El reciente incremento de los embalses de Málaga, superando los 200 hectómetros cúbicos, es sin duda un motivo para el optimismo, pero no deberíamos permitir que esta sensación de alivio nos lleve a una peligrosa complacencia. Aunque la mejora es notable comparada con el inicio de 2024, donde apenas se superaban los 100 hectómetros cúbicos, es fundamental recordar que este respiro en la gestión del agua es solo temporal. Las condiciones climáticas favorables pueden cambiar, y el verdadero reto reside en garantizar un acceso sostenible al agua tanto para la **consumo urbano** como para el **agro**. La importancia de proyectos inaplazables, como la modernización de la desaladora de Marbella y la finalización de nuevas infraestructuras, debe ser evidente para todos los actores involucrados, especialmente ante un futuro que aún no garantiza condiciones hídricas plenas.

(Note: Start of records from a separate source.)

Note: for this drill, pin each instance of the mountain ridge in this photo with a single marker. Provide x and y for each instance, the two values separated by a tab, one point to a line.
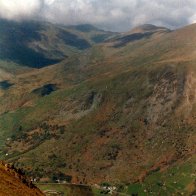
123	113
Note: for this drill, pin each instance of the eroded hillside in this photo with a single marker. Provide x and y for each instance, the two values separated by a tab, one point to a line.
124	110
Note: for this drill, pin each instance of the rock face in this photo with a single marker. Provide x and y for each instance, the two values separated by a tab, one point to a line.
14	183
121	111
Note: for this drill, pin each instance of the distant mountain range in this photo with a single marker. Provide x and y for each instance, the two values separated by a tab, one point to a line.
97	106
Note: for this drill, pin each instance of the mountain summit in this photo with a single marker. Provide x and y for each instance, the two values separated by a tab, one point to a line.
121	110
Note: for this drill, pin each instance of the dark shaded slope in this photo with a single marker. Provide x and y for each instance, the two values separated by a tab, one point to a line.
14	183
14	41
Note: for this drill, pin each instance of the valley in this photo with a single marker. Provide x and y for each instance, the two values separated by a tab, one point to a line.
117	108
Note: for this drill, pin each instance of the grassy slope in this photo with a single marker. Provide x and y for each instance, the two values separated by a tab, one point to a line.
121	109
11	184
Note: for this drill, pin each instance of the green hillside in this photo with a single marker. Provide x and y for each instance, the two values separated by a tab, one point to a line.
122	112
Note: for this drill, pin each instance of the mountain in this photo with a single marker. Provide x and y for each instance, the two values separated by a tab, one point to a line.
122	111
13	182
38	44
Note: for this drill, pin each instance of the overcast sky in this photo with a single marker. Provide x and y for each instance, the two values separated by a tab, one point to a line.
115	15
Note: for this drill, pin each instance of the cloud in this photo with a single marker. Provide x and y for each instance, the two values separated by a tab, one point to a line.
119	15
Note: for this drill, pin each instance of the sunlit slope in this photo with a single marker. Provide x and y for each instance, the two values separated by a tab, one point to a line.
39	44
121	111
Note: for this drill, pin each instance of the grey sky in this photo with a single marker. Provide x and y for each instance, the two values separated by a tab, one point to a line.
116	15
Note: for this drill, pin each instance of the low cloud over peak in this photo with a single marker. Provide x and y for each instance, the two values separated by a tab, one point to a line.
116	15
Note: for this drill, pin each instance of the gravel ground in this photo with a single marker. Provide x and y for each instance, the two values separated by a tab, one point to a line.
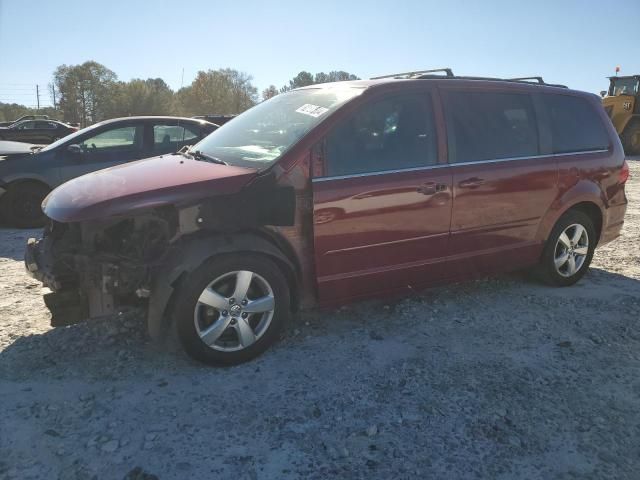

Además, es crucial que la administración actúe con una visión proactiva y a largo plazo, no solo paliando la sequía con soluciones inmediatas, sino adoptando una **gestión hídrica integral** que contemple la diversificación de fuentes de agua y la implicación activa de las comunidades rurales. La recuperación ambiental de Málaga, especialmente en regiones como la **Axarquía**, requiere más que palabras optimistas; necesita un compromiso real que facilite el acceso al agua en la agricultura, sector fundamental para la economía local. Las tensiones históricas en la distribución de recursos hídricos no se resolverán únicamente con lluvia; se requiere de un esfuerzo coordinado que incluya la participación comunitaria y un financiamiento adecuado. Solo así podremos enfrentar de manera efectiva la **crisis hídrica** que aún sigue latente en la provincia.